Shaking head to get water out of ear may lead to brain damage

Fortunately, there is a solution that does not involve shaking head.

When water trapped in your ear canal from any exposure to water, you may feel a tickling sensation in your ear. Your ears may feel clogged, and you may also not be able to hear as well or only hear muffled sounds.

People often shake their head to get water out of the ears. But, this is the wrong method to do so, and it may even lead to brain damage, suggests a new study.

Scientists at the Cornell University and Virginia Tech, show shaking head to eject trapped water can cause brain damage in small children.

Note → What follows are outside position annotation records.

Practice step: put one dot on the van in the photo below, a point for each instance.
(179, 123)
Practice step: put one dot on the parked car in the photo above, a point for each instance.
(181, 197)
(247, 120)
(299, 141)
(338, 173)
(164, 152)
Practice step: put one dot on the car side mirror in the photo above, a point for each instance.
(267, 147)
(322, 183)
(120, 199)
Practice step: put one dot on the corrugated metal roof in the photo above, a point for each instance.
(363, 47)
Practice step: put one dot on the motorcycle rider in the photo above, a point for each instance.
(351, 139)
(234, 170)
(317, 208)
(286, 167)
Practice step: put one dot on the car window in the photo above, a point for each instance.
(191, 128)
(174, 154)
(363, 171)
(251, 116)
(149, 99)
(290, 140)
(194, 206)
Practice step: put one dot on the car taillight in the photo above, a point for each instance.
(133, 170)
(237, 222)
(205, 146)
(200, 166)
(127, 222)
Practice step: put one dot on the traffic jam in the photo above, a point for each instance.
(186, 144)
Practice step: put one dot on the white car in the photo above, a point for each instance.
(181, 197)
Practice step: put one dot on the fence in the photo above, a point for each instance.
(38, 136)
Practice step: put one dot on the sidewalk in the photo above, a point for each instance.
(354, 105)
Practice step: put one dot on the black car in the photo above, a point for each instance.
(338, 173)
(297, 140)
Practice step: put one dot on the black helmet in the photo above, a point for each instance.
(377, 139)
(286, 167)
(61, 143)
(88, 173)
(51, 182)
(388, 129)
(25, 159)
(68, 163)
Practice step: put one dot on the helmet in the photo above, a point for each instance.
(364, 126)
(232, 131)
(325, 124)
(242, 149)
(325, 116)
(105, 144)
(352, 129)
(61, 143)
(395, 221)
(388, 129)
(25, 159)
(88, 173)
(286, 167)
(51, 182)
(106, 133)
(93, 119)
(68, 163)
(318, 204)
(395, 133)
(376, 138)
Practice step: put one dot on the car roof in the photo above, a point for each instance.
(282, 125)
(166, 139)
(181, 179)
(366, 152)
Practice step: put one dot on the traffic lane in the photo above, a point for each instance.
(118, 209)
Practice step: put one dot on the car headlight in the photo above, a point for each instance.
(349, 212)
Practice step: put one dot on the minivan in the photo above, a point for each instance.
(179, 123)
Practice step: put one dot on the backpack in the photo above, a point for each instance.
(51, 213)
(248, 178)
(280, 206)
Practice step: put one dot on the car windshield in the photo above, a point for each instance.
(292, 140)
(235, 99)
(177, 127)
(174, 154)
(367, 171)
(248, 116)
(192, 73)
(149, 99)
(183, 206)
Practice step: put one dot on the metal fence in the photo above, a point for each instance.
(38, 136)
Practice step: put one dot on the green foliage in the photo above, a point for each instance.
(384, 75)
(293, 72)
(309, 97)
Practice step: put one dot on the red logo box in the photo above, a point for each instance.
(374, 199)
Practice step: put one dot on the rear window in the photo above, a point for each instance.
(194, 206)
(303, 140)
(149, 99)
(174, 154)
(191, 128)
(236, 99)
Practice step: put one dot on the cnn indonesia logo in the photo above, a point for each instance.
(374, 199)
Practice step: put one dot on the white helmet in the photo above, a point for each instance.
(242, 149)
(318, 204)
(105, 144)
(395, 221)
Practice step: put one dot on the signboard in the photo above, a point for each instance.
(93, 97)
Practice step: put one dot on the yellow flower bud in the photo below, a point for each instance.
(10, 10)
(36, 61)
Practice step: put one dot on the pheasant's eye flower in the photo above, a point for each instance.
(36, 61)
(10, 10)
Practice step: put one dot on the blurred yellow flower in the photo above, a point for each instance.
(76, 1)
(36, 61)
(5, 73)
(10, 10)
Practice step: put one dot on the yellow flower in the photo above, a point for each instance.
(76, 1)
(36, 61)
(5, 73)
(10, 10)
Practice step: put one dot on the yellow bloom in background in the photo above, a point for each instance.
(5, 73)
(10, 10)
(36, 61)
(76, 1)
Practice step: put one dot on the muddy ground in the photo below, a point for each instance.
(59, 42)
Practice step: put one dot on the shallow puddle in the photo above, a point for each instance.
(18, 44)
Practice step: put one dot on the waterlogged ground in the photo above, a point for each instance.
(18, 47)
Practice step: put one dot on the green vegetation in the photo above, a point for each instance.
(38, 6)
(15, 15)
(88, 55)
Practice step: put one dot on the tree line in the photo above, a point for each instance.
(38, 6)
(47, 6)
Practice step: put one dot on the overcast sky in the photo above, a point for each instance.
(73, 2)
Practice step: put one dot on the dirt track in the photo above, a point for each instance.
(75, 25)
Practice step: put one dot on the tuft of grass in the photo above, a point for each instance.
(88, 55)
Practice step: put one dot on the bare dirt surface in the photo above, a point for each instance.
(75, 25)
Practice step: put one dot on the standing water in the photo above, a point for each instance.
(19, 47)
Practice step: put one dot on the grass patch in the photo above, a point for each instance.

Anuj Baskota from Cornell University said, “Our research mainly focuses on the acceleration required to get the water out of the ear canal. The critical acceleration that we obtained experimentally on glass tubes and 3-D printed ear canals was around the range of 10 times the force of gravity for infant ear sizes, which could cause damage to the brain.

“For adults, the acceleration was lower due to the larger diameter of the ear canals. The overall volume and position of the water in the canal change the acceleration needed to remove it.”

Various tube sizes and different accelerations were tried to determine what combination was necessary to remove water from a confined area. Credit: Anuj Baskota, Seungho Kim, and Sunghwan Jung
Various tube sizes and different accelerations were tried to determine what combination was necessary to remove water from a confined area. Credit: Anuj Baskota, Seungho Kim, and Sunghwan Jung

“From our experiments and theoretical model, we figured out that surface tension of the fluid is one of the crucial factors promoting the water to get stuck in ear canals.”

Scientists suggest, “Fortunately, there is a solution that does not involve shaking head. Presumably, putting a few drops of a liquid with lower surface tension than water, like alcohol or vinegar, in the ear would reduce the surface tension force allowing the water to flow out.”

Scientists will present their findings at the American Physical Society’s Division of Fluid Dynamics 72nd Annual Meeting. The conference takes place at the Washington State Convention Center in Seattle on Nov. 23-26, 2019.